Lao Tzu (translated the old sage or master) is traditionally known as the father of Taoism. He lived during China's Warring States period and worked as an archivist at the emperor court. There he met Confucius himself with whom he talked about rites.

Rites were the subject-matter of Confucius and Confucianists. Taoism didn't bother with such themes pointing to society, morals and ethics. Therefore the dialogue of these two masters shows a clear demarcation between their specific doctrines.

Lao Tzu preached the retirement and seclusion, while Confucius insisted on the practicing the humanhood as the main virtue of a civilized person, and on personal education.

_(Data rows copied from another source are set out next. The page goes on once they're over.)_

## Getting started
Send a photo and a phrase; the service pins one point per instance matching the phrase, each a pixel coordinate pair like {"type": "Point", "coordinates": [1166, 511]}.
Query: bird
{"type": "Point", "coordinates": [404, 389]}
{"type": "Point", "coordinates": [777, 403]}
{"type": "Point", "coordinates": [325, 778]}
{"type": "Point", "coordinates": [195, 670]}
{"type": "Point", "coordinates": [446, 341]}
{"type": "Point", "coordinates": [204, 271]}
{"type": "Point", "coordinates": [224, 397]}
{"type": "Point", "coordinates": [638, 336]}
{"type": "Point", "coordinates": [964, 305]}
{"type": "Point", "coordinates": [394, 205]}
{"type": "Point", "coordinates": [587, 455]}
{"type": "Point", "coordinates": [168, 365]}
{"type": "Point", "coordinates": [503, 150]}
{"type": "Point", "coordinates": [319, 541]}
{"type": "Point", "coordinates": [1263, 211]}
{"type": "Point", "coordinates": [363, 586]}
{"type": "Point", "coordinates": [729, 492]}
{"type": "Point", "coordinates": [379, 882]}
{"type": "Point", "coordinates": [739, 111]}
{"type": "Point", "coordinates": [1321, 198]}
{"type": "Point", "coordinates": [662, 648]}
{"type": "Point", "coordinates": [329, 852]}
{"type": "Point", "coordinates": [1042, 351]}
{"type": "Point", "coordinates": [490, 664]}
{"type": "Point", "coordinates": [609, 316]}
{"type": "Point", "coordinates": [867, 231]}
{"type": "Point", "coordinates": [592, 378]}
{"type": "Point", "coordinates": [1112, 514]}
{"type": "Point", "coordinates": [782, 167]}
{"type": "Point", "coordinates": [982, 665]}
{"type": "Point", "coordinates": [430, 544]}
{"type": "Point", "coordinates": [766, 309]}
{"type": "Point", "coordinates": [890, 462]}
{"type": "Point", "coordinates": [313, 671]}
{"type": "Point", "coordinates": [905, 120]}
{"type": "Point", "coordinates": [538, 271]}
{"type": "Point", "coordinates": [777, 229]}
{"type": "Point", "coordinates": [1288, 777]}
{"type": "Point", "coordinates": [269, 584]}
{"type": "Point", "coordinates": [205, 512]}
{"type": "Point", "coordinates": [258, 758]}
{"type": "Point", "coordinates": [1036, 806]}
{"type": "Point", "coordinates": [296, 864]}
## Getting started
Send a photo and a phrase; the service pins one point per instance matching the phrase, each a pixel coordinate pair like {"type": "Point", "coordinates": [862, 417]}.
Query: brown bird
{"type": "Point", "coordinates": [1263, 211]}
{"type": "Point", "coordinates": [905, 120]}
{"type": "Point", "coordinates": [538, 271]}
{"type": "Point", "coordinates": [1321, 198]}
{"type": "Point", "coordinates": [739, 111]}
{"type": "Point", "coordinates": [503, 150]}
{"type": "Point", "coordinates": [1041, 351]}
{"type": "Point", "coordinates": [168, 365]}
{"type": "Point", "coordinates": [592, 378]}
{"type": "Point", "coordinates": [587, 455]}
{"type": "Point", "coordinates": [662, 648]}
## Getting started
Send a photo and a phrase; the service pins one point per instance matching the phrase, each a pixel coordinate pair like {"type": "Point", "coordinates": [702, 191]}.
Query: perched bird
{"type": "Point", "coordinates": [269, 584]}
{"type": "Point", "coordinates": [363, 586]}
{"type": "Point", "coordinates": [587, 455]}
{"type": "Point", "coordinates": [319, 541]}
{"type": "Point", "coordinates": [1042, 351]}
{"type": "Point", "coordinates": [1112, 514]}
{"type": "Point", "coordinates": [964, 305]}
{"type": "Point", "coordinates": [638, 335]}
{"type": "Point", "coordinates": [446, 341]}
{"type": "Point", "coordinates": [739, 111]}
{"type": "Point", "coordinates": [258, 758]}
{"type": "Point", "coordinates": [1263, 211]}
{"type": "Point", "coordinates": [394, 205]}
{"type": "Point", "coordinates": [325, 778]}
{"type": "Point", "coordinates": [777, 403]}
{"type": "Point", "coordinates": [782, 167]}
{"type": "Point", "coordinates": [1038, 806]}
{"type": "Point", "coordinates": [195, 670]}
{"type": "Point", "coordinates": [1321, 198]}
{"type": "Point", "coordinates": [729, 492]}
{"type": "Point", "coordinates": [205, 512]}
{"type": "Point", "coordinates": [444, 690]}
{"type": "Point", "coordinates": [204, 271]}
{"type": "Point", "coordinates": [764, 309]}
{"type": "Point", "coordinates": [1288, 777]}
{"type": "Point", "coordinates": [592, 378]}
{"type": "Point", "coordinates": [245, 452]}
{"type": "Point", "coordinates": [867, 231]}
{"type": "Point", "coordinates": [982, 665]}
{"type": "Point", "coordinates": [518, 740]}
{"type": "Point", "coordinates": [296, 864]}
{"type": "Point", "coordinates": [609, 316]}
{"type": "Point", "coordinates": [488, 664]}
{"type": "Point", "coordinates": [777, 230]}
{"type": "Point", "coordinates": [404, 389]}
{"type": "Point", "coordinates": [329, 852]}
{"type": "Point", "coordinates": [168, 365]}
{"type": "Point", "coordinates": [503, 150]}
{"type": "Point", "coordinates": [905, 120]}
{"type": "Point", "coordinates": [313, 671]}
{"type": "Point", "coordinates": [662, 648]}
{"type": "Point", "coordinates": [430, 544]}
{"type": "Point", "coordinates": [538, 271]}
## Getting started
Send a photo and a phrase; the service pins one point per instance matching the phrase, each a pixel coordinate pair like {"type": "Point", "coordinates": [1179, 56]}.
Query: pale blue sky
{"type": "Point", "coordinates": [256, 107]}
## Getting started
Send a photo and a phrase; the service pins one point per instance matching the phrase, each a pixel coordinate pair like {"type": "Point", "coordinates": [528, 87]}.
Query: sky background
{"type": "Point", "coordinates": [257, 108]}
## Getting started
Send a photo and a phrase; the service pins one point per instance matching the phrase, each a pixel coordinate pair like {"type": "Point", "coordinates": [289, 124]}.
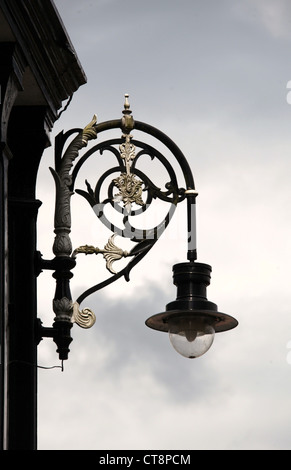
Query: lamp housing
{"type": "Point", "coordinates": [191, 320]}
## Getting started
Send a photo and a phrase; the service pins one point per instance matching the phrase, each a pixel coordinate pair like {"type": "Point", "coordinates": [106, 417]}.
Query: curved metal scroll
{"type": "Point", "coordinates": [136, 190]}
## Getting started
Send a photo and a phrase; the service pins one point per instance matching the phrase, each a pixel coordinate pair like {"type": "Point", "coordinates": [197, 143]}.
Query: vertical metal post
{"type": "Point", "coordinates": [191, 195]}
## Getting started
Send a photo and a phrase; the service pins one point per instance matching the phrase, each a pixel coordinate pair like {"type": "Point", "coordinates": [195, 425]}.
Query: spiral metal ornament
{"type": "Point", "coordinates": [84, 318]}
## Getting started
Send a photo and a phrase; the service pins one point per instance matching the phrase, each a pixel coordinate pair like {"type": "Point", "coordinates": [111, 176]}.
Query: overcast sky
{"type": "Point", "coordinates": [213, 75]}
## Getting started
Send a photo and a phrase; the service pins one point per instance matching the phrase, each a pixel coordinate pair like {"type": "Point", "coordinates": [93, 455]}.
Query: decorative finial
{"type": "Point", "coordinates": [126, 105]}
{"type": "Point", "coordinates": [127, 122]}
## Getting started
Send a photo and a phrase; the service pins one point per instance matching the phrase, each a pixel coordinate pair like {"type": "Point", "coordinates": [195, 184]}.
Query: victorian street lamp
{"type": "Point", "coordinates": [191, 320]}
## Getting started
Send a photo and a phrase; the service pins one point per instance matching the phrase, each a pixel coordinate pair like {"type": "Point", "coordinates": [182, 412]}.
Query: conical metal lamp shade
{"type": "Point", "coordinates": [192, 280]}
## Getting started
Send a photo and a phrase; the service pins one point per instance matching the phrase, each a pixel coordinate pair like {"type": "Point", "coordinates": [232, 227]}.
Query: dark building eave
{"type": "Point", "coordinates": [52, 65]}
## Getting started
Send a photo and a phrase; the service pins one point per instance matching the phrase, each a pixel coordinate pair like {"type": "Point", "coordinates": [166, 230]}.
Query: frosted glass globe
{"type": "Point", "coordinates": [191, 336]}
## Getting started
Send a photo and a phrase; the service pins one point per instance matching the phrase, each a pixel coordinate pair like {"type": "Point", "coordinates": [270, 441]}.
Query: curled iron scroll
{"type": "Point", "coordinates": [144, 239]}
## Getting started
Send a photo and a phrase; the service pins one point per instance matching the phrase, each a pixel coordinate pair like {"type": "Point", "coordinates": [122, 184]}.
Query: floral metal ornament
{"type": "Point", "coordinates": [130, 188]}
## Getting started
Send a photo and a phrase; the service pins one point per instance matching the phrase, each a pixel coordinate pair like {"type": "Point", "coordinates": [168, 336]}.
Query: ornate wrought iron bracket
{"type": "Point", "coordinates": [130, 193]}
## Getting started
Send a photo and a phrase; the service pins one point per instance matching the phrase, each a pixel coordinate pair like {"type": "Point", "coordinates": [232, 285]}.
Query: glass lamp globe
{"type": "Point", "coordinates": [190, 336]}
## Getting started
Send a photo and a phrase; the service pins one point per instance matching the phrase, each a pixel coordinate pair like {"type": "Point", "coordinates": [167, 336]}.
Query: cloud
{"type": "Point", "coordinates": [211, 75]}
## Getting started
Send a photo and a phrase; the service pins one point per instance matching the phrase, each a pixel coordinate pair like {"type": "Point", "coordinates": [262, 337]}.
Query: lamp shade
{"type": "Point", "coordinates": [191, 319]}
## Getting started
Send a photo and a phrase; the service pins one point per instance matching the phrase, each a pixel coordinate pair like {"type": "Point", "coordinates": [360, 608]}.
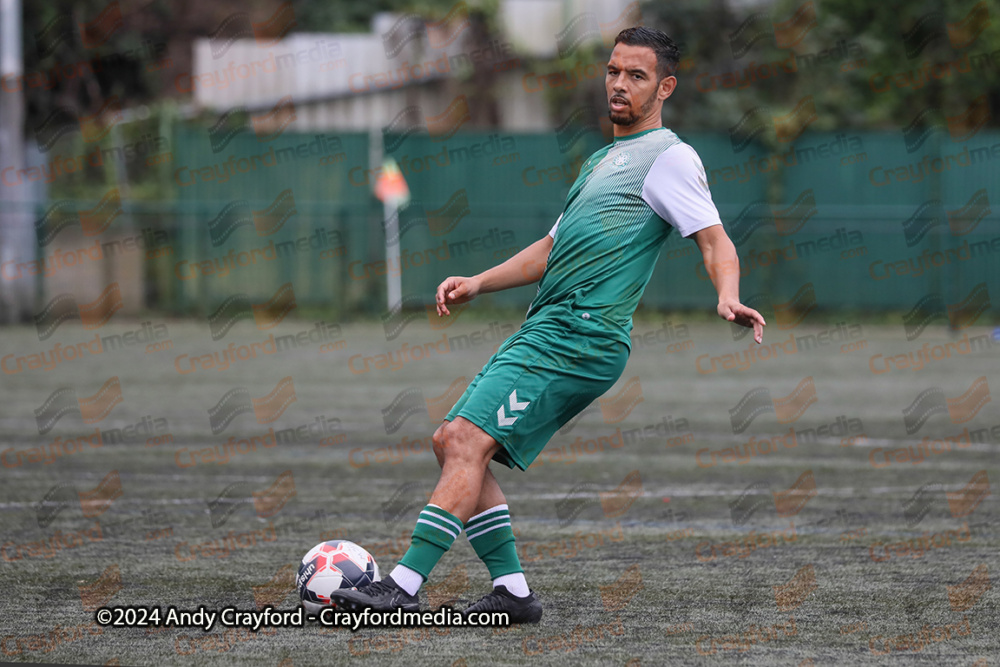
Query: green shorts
{"type": "Point", "coordinates": [539, 379]}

Later on, disguised by the court decline of morals, Lao Tzu would left his job and departed to West. He was asked by the Guardian of the Pass to write a book and thus come into being the Tao Te Ching (translated as The Classic of Tao and Te).

Tao and Te are basic concepts in Taoist philosopy. Related one to each other they pointed to the Supreme Power in the Universe and its features.

In conclusion, one could trace 4 main features of Lao Tzu's life:

1. He seemed to be an archivist at the royal court of Chou;

2. He was supposed to be visited by Confucius and talked about rites;

3. He preached the retirement from the world;

4. He would have left the court, wrote the Tao Te Ching, and disappeared without a trace.